The map of pathway ids to full names can be found here: picrust2/metacyc_pathways_info.txt.gz at master · picrust/picrust2 · GitHub

You can also try use the add_descriptions.py script, which would add the descriptions as an extra column to your file, although it's expecting files to be in the format outputted by the PICRUSt2 standalone version: Add descriptions · picrust/picrust2 Wiki · GitHub

Hopefully that helps!

Gavin

Hello Gavin,

Thank you for your response with the links. They were certainly helpful.
A couple of follow-up questions:

  1. How often is the text file on the GitHub page updated with new pathways? In other words, would it be fine if I used the same text file for a future analysis on another project?
  2. Can the add_descriptions.py script be used in the q2-PICRUSt2 plugin as well?

Thank you very much,
Aakarsha

Regarding both questions: I'm no longer working on PICRUSt2 and so I can't promise to make updates like that unfortunately due to time constraints. Sorry!

More specifically though:

  1. It is not regularly updated, so it matches the pathway ids used in the default database, but if updated mapping files are used with new and updated MetaCyc pathways then there could be mismatches / missing info.

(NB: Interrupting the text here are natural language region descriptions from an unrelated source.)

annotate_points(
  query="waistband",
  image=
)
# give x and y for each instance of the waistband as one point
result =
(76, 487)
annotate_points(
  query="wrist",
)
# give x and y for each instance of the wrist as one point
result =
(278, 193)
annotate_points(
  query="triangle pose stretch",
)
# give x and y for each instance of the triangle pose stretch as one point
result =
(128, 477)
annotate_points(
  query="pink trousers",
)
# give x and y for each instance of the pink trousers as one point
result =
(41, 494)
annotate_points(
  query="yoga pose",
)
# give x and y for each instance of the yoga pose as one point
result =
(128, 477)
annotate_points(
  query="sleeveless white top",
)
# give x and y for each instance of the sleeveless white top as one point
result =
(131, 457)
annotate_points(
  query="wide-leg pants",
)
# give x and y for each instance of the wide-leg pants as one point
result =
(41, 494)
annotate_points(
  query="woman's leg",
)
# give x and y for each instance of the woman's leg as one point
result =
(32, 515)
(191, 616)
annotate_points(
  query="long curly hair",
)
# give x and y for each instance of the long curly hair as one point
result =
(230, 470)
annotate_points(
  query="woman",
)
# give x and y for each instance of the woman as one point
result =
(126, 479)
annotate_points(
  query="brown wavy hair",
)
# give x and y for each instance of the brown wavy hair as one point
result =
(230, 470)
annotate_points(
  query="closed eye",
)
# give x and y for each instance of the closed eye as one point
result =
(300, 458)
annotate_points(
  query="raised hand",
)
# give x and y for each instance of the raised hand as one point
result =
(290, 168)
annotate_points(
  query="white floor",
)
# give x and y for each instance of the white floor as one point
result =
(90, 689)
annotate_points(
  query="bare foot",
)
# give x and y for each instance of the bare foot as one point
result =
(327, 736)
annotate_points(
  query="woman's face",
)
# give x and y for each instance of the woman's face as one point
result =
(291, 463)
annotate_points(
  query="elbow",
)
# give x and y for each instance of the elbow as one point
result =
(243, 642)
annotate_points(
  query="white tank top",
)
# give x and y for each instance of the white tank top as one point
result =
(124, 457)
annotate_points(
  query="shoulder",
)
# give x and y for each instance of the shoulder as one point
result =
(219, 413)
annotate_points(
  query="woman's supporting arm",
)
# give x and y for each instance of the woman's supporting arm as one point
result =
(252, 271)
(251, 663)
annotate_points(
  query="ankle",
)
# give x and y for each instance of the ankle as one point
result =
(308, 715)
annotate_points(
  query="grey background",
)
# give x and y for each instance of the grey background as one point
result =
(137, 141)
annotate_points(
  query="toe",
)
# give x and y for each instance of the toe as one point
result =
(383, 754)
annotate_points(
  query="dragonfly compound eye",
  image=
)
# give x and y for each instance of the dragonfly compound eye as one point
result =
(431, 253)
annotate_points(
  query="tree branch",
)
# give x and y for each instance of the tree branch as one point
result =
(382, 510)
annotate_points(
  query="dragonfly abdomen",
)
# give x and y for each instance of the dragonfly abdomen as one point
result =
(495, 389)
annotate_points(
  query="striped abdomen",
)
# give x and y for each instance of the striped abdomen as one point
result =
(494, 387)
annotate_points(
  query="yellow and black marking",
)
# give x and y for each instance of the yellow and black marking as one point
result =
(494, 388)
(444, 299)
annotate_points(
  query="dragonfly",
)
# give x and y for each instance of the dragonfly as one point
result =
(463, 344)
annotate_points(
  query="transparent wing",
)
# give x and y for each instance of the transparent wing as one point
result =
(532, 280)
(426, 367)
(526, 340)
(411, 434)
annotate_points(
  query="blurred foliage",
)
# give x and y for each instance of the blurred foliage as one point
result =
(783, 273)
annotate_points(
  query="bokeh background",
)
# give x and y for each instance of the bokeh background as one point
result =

  2. Currently the q2-PICRUSt2 plugin outputs BIOM files, which I know from experience are a little buggy when you add metadata to them (or at least they were a few years ago!). That's why I avoided merging metadata into these files.

Cheers,

Gavin

Great! Thanks for your response.

Another clarification I had on my mind - the numbers that appear in the outpit files of q2-PICRUSt2: what do they represent? What do I infer from those numbers? Can they be understood as quantified gene expression/pathway expression in each individual sample?

Thank you,
Aakarsha

They represent the community-wide abundances of the genes/pathways in each sample. This is calculated as the abundance of each taxon (best on 16S - normalized by the predicted # of 16S copies per taxon) multiplied by the predicted gene/pathway copy number (and then this product is summed across all taxa). This means you would need to account for the difference in total sum across samples (e.g., you as a tool that can deal with compositional data or alternatively convert the abundances per sample to relative abundances).